Nicky particularly likes this one.) 


Christmas Day Dinner

(An okonomiyaki restaurant serving Japanese style pancakes. It was a tiny, bustling place 
serving delicious food.) 





 
(Rice based sweets for dessert.)

Temples, Shrines and a Golden Pavillion

As mentioned, there is no shortage of temples and shrines to visit in Kyoto. We visited two on our own, and four with a guide. It must be all the steps up to the temples that keep the Japanese people so fit and lean! 

Shinto is the national religion of Japan. According to our guide, there is no clear point at which Shinto was established, nor are there any strict guidelines to adhere to. Followers believe in as many deities as they wish to. When Buddhism was introduced to Japan from India, the Buddhist temples were built on sites that were considered sacred to Shinto and as a result, many temples sit side by side with Shinto shrines.


(Map of the Fushimi Inari Shrine)

 (Entrance to the Fushimi Inari Shrine)

 
(The Fushimi Inari Shrine, famous for its 10,000 orange tori gates.)







(The fox is said to be the messenger of the deity, Inari.)



(It is popular for domestic and international tourists to hire kimonos for the day)

One of the temples we visited was that of Sanjunsangen-do. It is a temple dedicated to the 1000 armed goddess, Kannon. The main hall is filled with 1000 life sized statues of the goddess, with 500 located either side of one very large Kannon statue. It was a really incredible site, with each statue appearing to have slightly different shaped faces and facial features. Photography was not permitted inside the temple so I'm afraid we can't share any of the interior images but it was a very memorable experience.

(Outside the temple Sanjunsangen-do.)

(Nanzenji Temple)




 (Japan's largest tori gate.)

(Excavations underway outside a gallery)

(Heianjingu Shrine)



 (Five Tier Pagoda in front of Kiyomizudera Temple)



 (Kiyomizudera Temple)




 (People catch water to drink running from the springs above Kiyomizudera Temple. The water is said to bring good luck in areas of life including love and finance.)

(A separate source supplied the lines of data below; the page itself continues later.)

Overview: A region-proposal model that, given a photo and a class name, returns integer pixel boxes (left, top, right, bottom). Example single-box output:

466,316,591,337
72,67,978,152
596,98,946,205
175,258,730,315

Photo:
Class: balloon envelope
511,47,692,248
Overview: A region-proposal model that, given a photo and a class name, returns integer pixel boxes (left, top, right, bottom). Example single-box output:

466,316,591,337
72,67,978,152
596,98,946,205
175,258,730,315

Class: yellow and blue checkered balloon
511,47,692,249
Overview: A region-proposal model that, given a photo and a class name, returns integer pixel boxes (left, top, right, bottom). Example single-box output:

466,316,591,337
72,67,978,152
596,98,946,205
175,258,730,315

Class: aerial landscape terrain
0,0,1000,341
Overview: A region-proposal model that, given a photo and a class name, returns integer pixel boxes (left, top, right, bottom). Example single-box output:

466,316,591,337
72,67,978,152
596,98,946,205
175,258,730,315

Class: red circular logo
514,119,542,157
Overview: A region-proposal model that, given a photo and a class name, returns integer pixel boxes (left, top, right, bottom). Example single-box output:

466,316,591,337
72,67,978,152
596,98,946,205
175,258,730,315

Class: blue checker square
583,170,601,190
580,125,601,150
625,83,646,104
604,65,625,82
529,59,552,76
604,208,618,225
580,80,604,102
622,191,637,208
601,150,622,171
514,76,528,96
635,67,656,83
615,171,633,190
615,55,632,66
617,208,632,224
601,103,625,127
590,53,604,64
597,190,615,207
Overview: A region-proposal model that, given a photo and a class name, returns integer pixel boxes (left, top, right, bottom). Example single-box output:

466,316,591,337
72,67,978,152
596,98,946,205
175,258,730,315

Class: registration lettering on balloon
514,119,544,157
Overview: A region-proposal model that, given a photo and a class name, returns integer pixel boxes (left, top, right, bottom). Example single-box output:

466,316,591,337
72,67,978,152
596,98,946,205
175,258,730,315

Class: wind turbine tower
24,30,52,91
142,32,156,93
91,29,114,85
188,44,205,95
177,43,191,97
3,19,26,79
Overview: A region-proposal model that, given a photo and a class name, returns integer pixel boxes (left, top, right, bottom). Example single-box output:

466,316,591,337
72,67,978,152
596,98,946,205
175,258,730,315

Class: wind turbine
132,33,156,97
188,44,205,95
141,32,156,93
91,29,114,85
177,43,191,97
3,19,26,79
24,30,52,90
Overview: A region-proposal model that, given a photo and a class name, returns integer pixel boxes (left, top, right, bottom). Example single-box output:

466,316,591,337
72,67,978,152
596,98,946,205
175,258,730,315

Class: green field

 (An itinerant monk. When the Government declared Shinto as the national religion, 
many Buddhist temples had to sell off property which resulted in monks becoming homeless.)

 (Kinkakuyi Temple, known as the Golden Pavillion)

(A phoenix sits on top of the Golden Pavillion)

Tomorrow we head south to Mount Koya where we will spend two nights at a temple and hope to attend a dawn ceremony. As New Year approaches, we will be on the look out for signs of people preparing to welcome in the new year.